When I'm teaching poetry revision to elementary schoolers, I write on the board: Re/vision.
We parse the word. "Re" means to do again. For "vision," I draw a pair of goofy glasses on the board. Revision doesn't mean editing or proofreading. It literally means to see again, with fresh eyes.
Often, those fresh eyes see something I don't want to look at. Like an entire scene or poem from a book that's not working. Ouch. But my revision glasses work like the glasses I put on every morning. They help me see better. If I tried to drive the story without them, I'd be all over the road.
Today, I'm revising my middle grade yearbook-in-verse, THE COUGAR CHRONICLE.

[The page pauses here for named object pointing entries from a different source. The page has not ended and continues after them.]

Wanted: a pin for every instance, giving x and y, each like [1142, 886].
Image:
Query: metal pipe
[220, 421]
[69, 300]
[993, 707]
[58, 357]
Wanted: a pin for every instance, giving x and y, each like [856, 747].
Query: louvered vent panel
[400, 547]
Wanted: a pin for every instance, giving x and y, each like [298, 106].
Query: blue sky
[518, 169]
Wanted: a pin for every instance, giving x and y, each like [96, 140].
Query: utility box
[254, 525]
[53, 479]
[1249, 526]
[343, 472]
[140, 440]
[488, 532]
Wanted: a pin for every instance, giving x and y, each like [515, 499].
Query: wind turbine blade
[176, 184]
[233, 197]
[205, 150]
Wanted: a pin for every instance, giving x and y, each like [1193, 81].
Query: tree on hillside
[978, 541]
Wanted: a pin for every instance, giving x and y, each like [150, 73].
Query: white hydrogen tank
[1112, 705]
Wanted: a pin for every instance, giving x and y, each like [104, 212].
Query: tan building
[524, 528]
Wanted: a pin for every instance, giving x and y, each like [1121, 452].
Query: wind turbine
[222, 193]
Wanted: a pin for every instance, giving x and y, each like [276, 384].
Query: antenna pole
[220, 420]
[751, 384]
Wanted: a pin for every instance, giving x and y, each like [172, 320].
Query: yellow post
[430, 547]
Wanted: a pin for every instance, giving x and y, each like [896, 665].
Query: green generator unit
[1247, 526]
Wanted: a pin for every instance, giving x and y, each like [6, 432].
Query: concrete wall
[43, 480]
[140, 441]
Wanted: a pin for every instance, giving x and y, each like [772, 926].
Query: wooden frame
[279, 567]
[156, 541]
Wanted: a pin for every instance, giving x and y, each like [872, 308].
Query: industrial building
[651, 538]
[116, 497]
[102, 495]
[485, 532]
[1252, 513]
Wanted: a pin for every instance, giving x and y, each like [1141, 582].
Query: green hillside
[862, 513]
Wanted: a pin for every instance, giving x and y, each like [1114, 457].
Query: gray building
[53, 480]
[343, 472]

Here is a persona poem in the voice of a girl from my fictional fifth grade class. My writer friend Marjory Bancroft said, "I got nothing in this poem -- no sense of story, rhythm, character, personality."
Ode to My Twin
By Sydney Costley
I love the whooshing sound
when the glass doors open
and kids rush out for recess.
Basketball, four square, tag,
laughing, yelling, running.
But then Ashlie had to start
teaching all the girls cheers.
If Mary Rose wants to
prance around copying
stuck up Ashlie Hauk
I got no time for her.
I told her so.
And she said, "Fine."
I went behind the school to hide.
My sister Sonya followed me.
She said, "Cheerleading's dumb.
I'd rather make a jump shot
than jump for joy when some boy scores."
We played hoops one on one
for the rest of recess, me and my
number one BFF,
I sat on Marjory's comments for months, hoping I could rescue the poem. I liked how it described recess, touched on problems Sydney was having with her friend (a thread that shows up later in the story), and developed the relationship between Sydney and her twin.
But the revision glasses told me it was time to chuck the poem and start over.
I used one of my favorite tricks and tried a different form, keeping in mind the story and character elements I liked in the original. So...let's see if an ekphrastic poem will work better for Sydney. She's a hands-on learner, likes phys ed, recess and Art. I took out a Van Gogh portrait that I use with elementary schoolers when we write self-portrait poems. Here is Sydney's new poem.
by Sydney Costley
Miss Hill said we could make a portrait
just like in art class, except instead of colors
we could use words to make the picture.
And I remembered that portrait
Ms. Musay showed us in Art
where Vincent Van Gogh painted his face green!
Blue green swirls all around him,
vines of blue crawling on his jacket.
It looked like his clothes wanted to move.
I know how that feels.
My name is Sydney.
My color is green.
My words say there is green grass behind me,
under my feet on the soccer field,
under my head when I look up at the sky.
My face has blue lines curving down
when Mary Rose spends recess learning cheers
from Ashlie Hauk instead of shooting hoops with me.
When I'm running, I like the way
the sun shines on my dark blue windbreaker
like waves sliding across the ocean.
I wish I could jump into my portrait poem,
forget about school and dive into that ocean.
I'd swim away.
What do you think? Did the revision glasses do their job?
(Sydney is thinking about playing with the shape of her poem, to give it a swirly feeling like Van Gogh's painting. -- Still revising!)